Que la bombástica carta del presidente estadounidense no iba a ser bien acogida por los turcos lo sabía hasta el conserje del palacio de Bestepe. Este jueves, un alto funcionario turco ha confirmado al medio Middle East Eye el destino de la misiva: «Simplemente la tiramos a la basura». Como puede concluirse por la fecha de la carta, Recep Tayyip Erdogan ni siquiera esperó a la preferencial noche para lanzar la operación ‘Manantial de paz’. Ese día, literalmente, Trump almorzó con los tanques invadiendo siria.

LA MISIVA DE TRUMP

«No seas un tipo duro, ¡no seas tonto!», apela Donald Trump al máximo mandatario turco, en un mensaje que, según expertos en la materia, no sólo carece de las formalidades propias de este tipo de correspondencia, sino también del mínimo decoro. «¡Trabajemos en un buen acuerdo! Tú no quieres ser responsable de la matanza de miles de personas, y yo no quiero ser responsable de destruir la economía turca – y lo seré», escribe el presidente de EEUU, en una amenaza tan reiterativa que suena a cacareo.

Más allá, Trump proponía, en su carta, un acuerdo con la autoridad kurdosiria. «El general Mazloum está dispuesto a hablar contigo, y está dispuesto a hacer concesiones que no hubiesen hecho en el pasado», promete el presidente, refiriéndose a un alto cargo militar en la mirilla de Ankara por sus conexiones con la guerrilla kurdoturca PKK. «La historia te verá favorablemente si haces las cosas de la forma correcta y humana», apostilla Trump.

La filtración de la carta, publicada el miércoles en la cadena FOX, no podía llegar en un peor momento. Fue justo horas antes de la reunión que mantuvieron Erdogan y Pence, en cuyo saludo inicial ambos exhibieron un rictus sombrío. «La nación turca y el Estado fueron ofendidos en la persona del presidente. A menos que se disculpen, el diálogo previsto para mañana con EEUU debería ser cancelado», había tuteado el ex primer ministro Ahmet Davutoglu.

Está previsto que el enviado de Trump y el presidente turco aborden la situación en el norte de Siria, donde la ofensiva del ejército turco, apoyado por brigadas sirias sobre el terreno, ha provocado ya más de 300.000 desplazados, según el Observatorio Sirio para los Derechos Humanos. Este jueves por la mañana se ha confirmado que un destacamento de milicianos kurdosirios ha sido rodeado por fuerzas atacantes en la población fronteriza de Ras al Ain. Los muertos se cuentan por decenas.
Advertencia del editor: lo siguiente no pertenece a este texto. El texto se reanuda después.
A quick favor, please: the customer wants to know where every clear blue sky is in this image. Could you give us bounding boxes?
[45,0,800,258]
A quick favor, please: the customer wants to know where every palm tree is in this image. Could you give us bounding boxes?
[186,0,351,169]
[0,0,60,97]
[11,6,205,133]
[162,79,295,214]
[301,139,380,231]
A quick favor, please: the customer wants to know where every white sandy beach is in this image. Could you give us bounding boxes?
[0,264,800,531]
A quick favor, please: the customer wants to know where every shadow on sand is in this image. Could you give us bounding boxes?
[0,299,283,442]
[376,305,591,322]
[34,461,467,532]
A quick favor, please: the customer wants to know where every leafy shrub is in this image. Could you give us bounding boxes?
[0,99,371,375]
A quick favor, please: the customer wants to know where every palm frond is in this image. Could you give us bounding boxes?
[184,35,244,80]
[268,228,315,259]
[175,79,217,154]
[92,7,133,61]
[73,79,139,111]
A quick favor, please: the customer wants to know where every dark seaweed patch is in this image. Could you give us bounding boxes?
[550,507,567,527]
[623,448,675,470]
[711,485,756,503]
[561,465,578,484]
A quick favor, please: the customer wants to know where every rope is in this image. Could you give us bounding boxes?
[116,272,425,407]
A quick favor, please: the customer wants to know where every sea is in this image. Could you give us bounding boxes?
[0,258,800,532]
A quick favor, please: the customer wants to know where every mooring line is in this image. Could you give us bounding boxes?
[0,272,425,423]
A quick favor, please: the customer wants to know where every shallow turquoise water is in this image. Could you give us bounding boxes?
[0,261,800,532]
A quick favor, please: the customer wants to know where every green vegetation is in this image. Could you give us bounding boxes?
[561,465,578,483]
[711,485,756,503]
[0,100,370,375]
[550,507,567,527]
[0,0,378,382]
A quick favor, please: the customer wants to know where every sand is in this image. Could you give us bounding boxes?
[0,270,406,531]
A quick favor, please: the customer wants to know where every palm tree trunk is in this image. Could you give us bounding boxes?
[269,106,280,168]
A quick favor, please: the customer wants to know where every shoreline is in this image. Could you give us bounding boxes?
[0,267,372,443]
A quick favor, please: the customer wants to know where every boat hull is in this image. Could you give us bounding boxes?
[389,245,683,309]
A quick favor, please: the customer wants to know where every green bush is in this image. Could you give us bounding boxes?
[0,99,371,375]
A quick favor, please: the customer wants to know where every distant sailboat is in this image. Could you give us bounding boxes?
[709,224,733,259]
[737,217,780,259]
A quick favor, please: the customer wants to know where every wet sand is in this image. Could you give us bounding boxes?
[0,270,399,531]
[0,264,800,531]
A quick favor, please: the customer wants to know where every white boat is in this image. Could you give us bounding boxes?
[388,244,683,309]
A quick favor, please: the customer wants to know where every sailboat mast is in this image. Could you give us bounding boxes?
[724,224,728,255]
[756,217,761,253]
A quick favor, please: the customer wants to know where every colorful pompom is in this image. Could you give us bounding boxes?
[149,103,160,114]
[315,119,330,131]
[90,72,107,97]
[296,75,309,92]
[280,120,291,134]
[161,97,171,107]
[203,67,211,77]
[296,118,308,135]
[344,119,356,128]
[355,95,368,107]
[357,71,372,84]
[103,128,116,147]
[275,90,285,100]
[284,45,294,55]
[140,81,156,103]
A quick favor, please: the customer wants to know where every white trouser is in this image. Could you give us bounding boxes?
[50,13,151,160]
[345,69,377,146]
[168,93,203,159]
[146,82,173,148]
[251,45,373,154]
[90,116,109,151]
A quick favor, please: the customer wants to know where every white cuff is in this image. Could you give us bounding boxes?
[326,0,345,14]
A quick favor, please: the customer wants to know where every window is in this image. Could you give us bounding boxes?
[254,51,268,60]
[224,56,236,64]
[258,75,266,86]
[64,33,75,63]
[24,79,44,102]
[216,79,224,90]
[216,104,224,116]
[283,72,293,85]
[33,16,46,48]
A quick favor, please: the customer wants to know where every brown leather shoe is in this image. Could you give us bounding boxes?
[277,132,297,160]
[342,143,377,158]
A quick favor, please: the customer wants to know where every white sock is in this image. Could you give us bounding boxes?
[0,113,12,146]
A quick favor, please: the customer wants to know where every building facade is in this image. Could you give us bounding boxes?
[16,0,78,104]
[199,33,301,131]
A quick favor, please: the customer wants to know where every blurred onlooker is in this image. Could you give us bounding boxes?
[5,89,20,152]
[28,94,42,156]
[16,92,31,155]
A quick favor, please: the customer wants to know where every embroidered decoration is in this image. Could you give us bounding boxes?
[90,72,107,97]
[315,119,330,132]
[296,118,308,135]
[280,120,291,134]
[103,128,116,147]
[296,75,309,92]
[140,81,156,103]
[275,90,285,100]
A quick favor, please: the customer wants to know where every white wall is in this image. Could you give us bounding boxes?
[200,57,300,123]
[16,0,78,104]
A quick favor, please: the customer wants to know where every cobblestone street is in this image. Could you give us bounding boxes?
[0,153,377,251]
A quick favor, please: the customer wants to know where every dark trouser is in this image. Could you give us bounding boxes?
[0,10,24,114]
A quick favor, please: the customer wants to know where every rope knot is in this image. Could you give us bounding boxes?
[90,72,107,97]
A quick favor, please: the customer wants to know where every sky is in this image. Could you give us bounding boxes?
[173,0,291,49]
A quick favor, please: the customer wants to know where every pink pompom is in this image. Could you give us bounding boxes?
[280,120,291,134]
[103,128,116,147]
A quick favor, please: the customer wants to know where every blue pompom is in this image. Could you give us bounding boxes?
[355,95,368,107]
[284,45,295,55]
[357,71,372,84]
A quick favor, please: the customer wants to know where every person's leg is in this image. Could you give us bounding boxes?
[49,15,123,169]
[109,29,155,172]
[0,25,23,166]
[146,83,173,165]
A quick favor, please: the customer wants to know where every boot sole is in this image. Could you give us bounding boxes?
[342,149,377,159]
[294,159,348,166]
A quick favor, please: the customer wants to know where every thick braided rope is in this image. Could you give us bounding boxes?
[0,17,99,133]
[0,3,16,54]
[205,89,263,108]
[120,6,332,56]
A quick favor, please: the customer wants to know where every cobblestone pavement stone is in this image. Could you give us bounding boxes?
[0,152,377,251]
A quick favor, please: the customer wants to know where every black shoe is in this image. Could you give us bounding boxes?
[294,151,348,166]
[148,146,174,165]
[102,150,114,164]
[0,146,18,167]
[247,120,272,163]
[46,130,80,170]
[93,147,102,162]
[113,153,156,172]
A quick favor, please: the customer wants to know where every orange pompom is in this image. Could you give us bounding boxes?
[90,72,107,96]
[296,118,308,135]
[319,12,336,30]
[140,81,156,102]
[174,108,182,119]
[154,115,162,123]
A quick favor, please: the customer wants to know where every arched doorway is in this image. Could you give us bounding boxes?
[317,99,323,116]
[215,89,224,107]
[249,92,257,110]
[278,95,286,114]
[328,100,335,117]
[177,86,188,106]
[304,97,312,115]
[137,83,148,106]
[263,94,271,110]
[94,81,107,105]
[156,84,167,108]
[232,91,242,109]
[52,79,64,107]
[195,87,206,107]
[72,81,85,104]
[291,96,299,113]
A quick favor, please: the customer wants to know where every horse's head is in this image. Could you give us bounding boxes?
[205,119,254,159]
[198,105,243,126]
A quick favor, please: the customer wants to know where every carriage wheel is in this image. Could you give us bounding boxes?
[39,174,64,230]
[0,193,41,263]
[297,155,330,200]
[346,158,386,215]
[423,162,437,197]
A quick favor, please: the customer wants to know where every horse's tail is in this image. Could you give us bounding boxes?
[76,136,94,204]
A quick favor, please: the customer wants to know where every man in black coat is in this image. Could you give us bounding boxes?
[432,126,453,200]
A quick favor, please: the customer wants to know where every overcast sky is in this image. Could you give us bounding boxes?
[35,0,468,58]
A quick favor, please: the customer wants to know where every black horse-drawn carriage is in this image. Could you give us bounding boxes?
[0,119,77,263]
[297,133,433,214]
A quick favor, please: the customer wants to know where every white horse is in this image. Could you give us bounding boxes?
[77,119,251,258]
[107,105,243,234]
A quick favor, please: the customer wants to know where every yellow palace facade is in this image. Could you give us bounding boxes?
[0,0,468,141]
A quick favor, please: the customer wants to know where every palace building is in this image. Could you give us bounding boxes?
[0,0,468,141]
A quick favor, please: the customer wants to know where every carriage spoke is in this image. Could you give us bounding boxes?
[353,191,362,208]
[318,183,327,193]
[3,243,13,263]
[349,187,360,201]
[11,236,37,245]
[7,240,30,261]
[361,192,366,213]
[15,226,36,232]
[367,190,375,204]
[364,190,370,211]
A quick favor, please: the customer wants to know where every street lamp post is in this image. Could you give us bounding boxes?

En un raro gesto, 129 miembros del Partido Republicano se unieron al frente Demócrata para denunciar formalmente la situación en esa región. Sus señorías aprobaron, por mayoría abrumadora, una resolución instando a Erdogan a detener su operación militar. Pese a todo, qué le dirá Pence a Erdogan sigue siendo una incógnita. Sobre todo después de que, en otro giro de guión inesperado, Trump renegara de su aliado durante un lustro con más frases explosivas.